Methods: We compared the survival outcomes, quality of life, and adverse events in 465 patients (104 women, 361 men) with advanced systolic heart failure in their first 18 months of support with the HeartMate II (Thoratec Corp, Pleasanton, CA) continuous-flow LVAD for bridge to transplantation.
Results: During the first 18 months, there were no differences in survival between women and men while on LVAD support (73% ± 3% vs 73% ± 5%, p = 0.855) but fewer women (40%) underwent heart transplantation than did men (55%; p = 0.001).
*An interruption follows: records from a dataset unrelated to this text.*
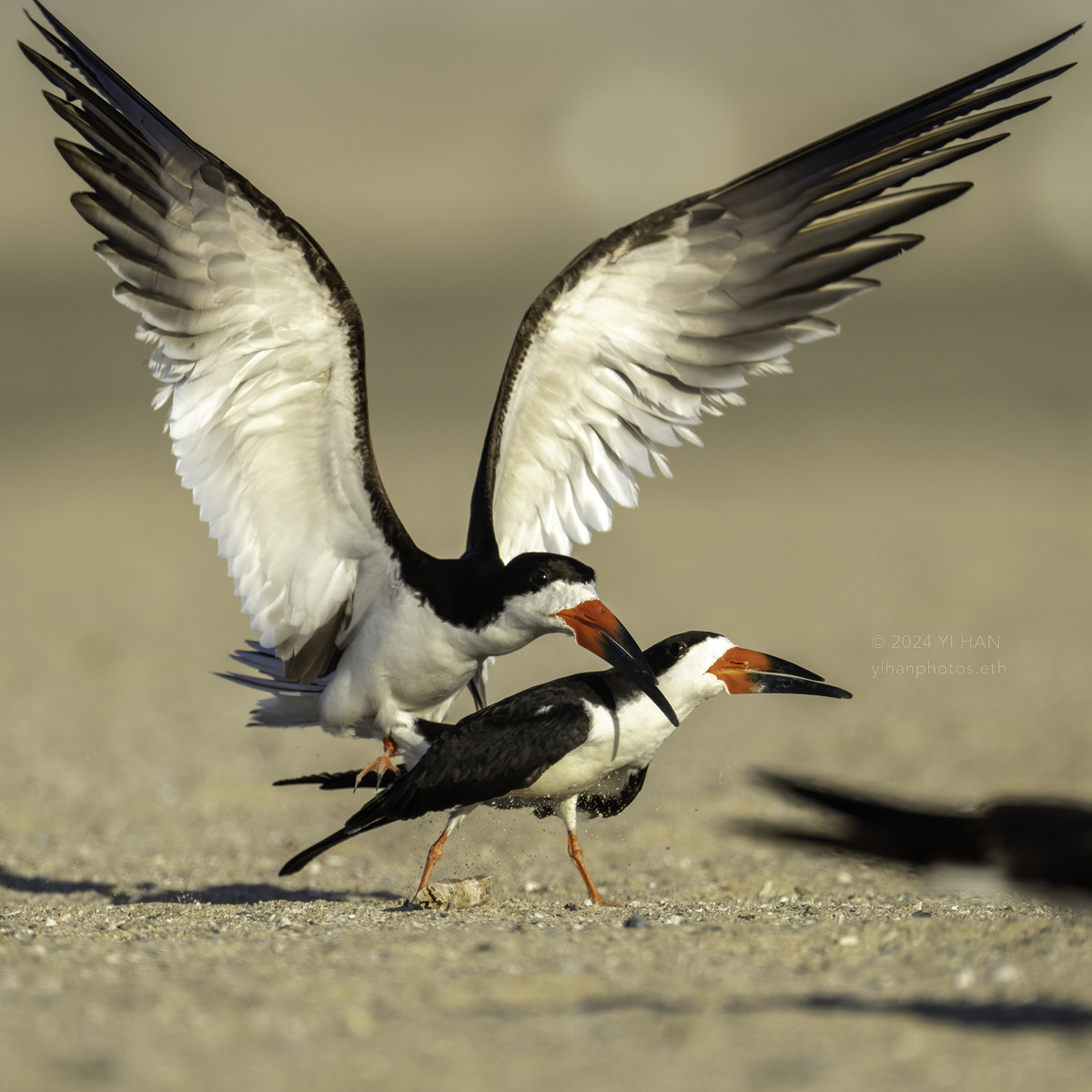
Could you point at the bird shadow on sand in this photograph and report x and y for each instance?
(224, 895)
(1013, 1016)
(996, 1016)
(993, 1016)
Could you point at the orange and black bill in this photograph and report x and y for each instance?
(600, 632)
(743, 671)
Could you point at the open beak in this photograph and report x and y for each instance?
(743, 671)
(598, 631)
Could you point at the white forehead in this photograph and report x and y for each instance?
(558, 595)
(696, 662)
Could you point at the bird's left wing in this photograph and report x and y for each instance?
(663, 321)
(259, 349)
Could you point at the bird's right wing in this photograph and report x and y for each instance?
(663, 321)
(259, 349)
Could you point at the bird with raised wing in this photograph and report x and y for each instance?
(258, 348)
(581, 743)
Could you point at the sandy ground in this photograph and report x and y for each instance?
(923, 478)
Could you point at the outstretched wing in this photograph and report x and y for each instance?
(666, 319)
(259, 349)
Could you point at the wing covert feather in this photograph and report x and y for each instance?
(662, 322)
(259, 350)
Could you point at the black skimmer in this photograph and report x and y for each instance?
(1046, 842)
(258, 348)
(585, 740)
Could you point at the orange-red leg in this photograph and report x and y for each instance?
(381, 764)
(434, 855)
(578, 860)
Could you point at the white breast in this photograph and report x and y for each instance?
(616, 740)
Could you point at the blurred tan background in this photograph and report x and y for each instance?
(924, 474)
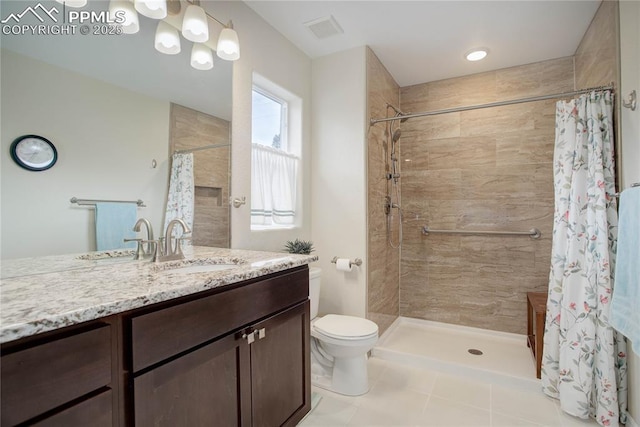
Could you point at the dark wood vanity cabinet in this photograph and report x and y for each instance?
(231, 382)
(233, 356)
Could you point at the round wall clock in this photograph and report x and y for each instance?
(34, 153)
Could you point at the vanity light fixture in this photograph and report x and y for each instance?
(195, 27)
(155, 9)
(167, 39)
(73, 3)
(131, 25)
(476, 54)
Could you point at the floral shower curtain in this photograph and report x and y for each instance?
(584, 360)
(180, 197)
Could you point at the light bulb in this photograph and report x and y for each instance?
(167, 39)
(201, 57)
(194, 24)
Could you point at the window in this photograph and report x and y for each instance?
(274, 160)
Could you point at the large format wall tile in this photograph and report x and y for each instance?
(485, 169)
(383, 264)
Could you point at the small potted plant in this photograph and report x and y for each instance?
(299, 247)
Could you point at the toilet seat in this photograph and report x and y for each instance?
(345, 327)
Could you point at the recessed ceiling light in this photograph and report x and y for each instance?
(476, 54)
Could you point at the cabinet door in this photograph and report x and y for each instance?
(208, 386)
(280, 369)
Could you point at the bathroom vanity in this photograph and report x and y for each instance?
(220, 344)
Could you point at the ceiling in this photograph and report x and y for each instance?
(128, 61)
(423, 41)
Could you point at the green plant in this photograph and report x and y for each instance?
(299, 247)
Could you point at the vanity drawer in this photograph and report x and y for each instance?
(46, 375)
(166, 332)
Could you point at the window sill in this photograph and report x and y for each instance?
(272, 227)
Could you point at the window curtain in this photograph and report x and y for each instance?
(584, 359)
(273, 186)
(180, 199)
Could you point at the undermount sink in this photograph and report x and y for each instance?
(204, 265)
(109, 257)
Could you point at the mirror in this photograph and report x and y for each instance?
(106, 102)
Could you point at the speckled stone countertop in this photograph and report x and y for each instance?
(47, 293)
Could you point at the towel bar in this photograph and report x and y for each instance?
(88, 202)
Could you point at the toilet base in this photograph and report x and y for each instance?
(348, 376)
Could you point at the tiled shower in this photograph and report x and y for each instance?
(488, 169)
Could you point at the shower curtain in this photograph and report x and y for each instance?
(180, 197)
(584, 359)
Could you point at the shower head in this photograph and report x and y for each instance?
(396, 135)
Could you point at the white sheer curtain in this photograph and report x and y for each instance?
(273, 186)
(584, 361)
(180, 197)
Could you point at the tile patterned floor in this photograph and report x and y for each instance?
(401, 395)
(421, 374)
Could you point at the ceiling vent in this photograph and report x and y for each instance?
(324, 27)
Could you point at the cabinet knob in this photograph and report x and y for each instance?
(250, 337)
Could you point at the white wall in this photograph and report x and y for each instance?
(339, 182)
(630, 156)
(106, 138)
(266, 52)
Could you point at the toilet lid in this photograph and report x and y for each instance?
(339, 326)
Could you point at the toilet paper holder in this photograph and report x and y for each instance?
(356, 261)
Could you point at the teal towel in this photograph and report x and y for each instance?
(625, 304)
(114, 223)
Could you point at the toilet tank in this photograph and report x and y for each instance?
(314, 289)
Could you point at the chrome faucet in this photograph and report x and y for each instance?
(173, 251)
(140, 252)
(149, 239)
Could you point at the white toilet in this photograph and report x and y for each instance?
(339, 346)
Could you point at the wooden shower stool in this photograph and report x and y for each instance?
(536, 304)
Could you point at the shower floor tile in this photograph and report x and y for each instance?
(405, 395)
(401, 395)
(505, 357)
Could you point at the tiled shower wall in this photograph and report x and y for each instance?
(211, 169)
(487, 169)
(383, 266)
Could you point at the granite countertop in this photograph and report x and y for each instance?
(47, 293)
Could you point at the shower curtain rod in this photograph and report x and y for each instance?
(204, 147)
(491, 104)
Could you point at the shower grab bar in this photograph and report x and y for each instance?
(534, 233)
(89, 202)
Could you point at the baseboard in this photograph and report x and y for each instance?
(630, 421)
More women continued on support after 18 months (p = 0.007). Median duration of support was 238 days for women and 184 days for men (p = 0.003). Mortality was 20% for women and 19% for men (p = 0.89). Adverse events were similar, with the exception of hemorrhagic stroke, which occurred more frequently in women (0.10 vs 0.04 events/patient-year, p = 0.02), and device-related infections, which occurred less frequently in women (0.23 vs 0.44, p = 0.006). Functional capacity and quality of life at 6 months improved significantly in women and men.
Conclusions: Continuous-flow left ventricular assistance as a bridge to transplantation is associated with similar survival rates in women and men. Differences observed in higher stroke rates and fewer infections among women require further study.